Referring patients to hospitals that perform high volumes of specific surgical procedures has been associated with better outcomes for those surgical procedures. Less is known about the patient characteristics of those who receive care at low- and high-volume hospitals. This study uses California's Office of Statewide Health Planning and Development patient discharge database to identify patient characteristics associated with the use of high-volume hospitals. Patient race/ethnicity and insurance status were analyzed for 10 surgical procedures between 2000 and 2004: elective abdominal aortic aneurysm repair, coronary artery bypass grafting, carotid endarterectomy, esophageal cancer resection, hip fracture repair, lung cancer resection, cardiac valve replacement, coronary angioplasty, pancreatic cancer resection and total knee replacement.

Key Findings:

  • There were 719,608 patients who received one of the 10 surgical procedures.

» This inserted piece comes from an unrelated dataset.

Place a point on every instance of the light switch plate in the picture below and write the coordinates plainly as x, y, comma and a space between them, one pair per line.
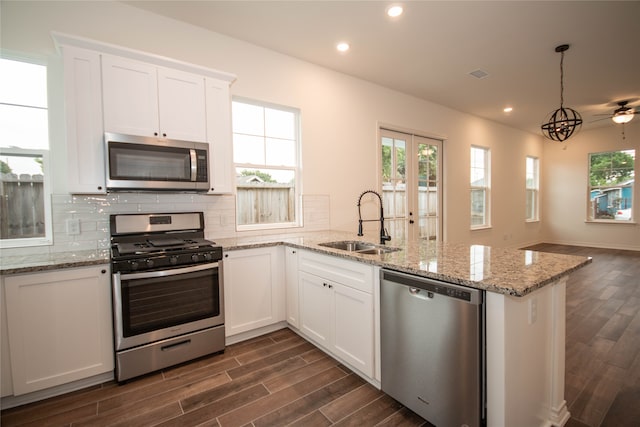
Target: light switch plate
73, 226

  • African Americans were significantly less likely than Caucasians to receive care at high-volume hospitals for six of the 10 operations. Asians were significantly less likely to receive care at high-volume hospitals for five out of 10 procedures and Hispanics for nine out of 10 procedures.
  • Medicaid patients were significantly less likely than Medicare patients to receive care at high-volume hospitals for seven of the operations, while uninsured patients were less likely to be treated at high volume hospitals for nine of the procedures.